When asked about the timeline of China's first manned mission, Long replied philosophically: "Manned spaceflight is a procedural and gradual process. Russians conducted seven unmanned test flights before Gagarin went into space. Americans conducted even more [preparatory unmanned] flights.
"In scientific matter there is certain inner regularity, Chinese also have to obey this scientific regularity. We are actively preparing in this arena [of unmanned test flights]. ... I don't think it [the first manned mission] will be too far off, although it won't be too soon. Perhaps there won't be suddenly a [manned] flight this year."

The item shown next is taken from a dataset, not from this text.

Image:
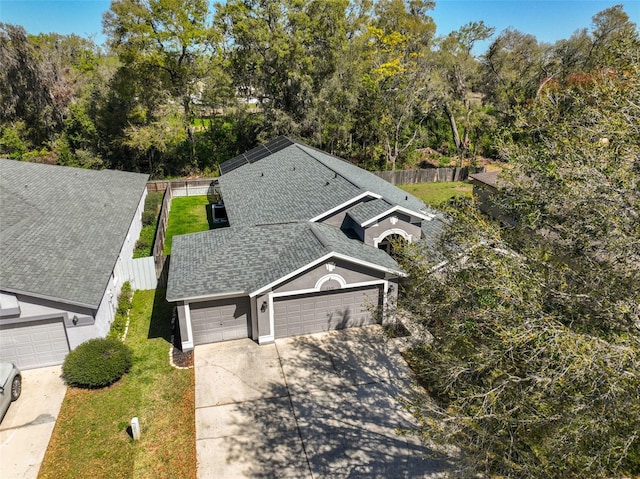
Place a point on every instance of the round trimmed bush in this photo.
(97, 363)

The next unmanned test of the manned spacecraft, dubbed Shenzhou 2 mission, is rumoured to take place near the time of the National Day on October 1. Last November Shenzhou 1 successfully completely its maiden flight of 14 orbits and returned safely to land in Inner Mongolia.
Long stressed that only after comparing results of several unmanned test flights and obtaining reliable assessment would China launch its first manned mission.
Long also confirmed that China had sent its yuhangyuan ("astronauts") to train in Russia and had since returned home for on-going domestic training. However, he did not reveal who, when and how many yuhangyuan received training aboard.
Also presented at the forum was Lin Huabao, Chief Designer of Chinese satellites. Lin said that since the beginning of the space program in 1970, China had developed more than 45 satellites for science exploration, meteorological observations, broadcasting and resource surveying.
"In the next few years China will put an emphasis on developing large capacity communications satellites that will match international technological levels," said Lin.
Long added that for the Chinese space program to reach world level, it is not only a simple comparison with other spacefaring nations at the technological level; but in fact a comparison of the integrated national economy and power.
"Since China has many domestic programs to administer, funding for the space program is very limited. Under the circumstances China will not compare its space program in all areas with others. Instead the country will make more investment in key areas."